American and Russian military officials are still in communication with each other over a dedicated "de-conflicting" line for operations in Syria, despite an attack by forces including Russian mercenaries on a base in Syria housing Americans and a devastating, deadly retaliation by the U.S.-led coalition.
Gen. Joseph L. Votel, chief of U.S. Central Command, whose area of responsibility includes Syria and Iraq, told lawmakers today that nothing has changed with regard to the channel and that there remains a "very professional military discussion." The line, he said, "remains an effective way to de-conflict our forces."
The U.S.-Russia de-conflicting line was set up in late 2015 in Qatar and allows air traffic controllers and senior military officers on each side to be in contact with their counterparts in order to avoid mid-air collisions or other incidents, according to The Associated Press.
The question about the communications line came in the wake of a pair of incidents in Syria that threatened any good will between Washington and Moscow.
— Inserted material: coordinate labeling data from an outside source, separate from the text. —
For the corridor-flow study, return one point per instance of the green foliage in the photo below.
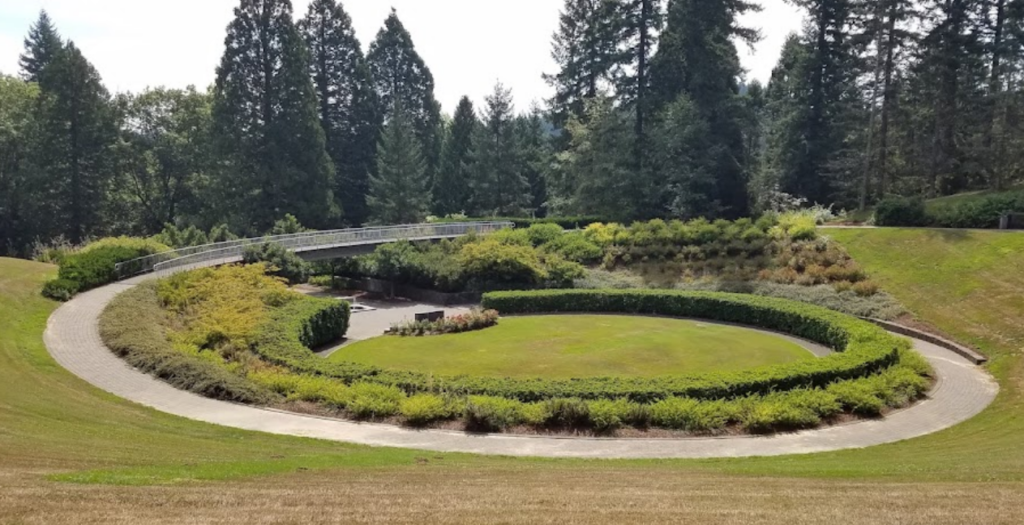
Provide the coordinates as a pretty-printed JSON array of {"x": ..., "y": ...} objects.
[
  {"x": 492, "y": 262},
  {"x": 544, "y": 232},
  {"x": 281, "y": 261},
  {"x": 94, "y": 265},
  {"x": 135, "y": 329},
  {"x": 491, "y": 413},
  {"x": 370, "y": 400},
  {"x": 574, "y": 247},
  {"x": 269, "y": 141},
  {"x": 423, "y": 408},
  {"x": 899, "y": 211},
  {"x": 347, "y": 102},
  {"x": 398, "y": 188}
]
Early this month pro-Syrian regime forces, including a number of Russian private military contractors, launched what the U.S. called an "unprovoked attack" on a main rebel facility where U.S. troops were known to be co-located. The assault was unsuccessful and the U.S.-led forces responded with devastating counter, reportedly killing scores of pro-regime forces, including Russian mercenaries.
It was a sequence of events that easily could have set the U.S. and Russia on a path to more direct (and official) conflict, but in the weeks since, both sides have sought to downplay the whole thing. The Russian government first denied large numbers of Russians had been killed and repeatedly reminded reporters that even if there were, they were civilians and decidedly not Russian military forces. Senior U.S. officials haven't pressed the issue either.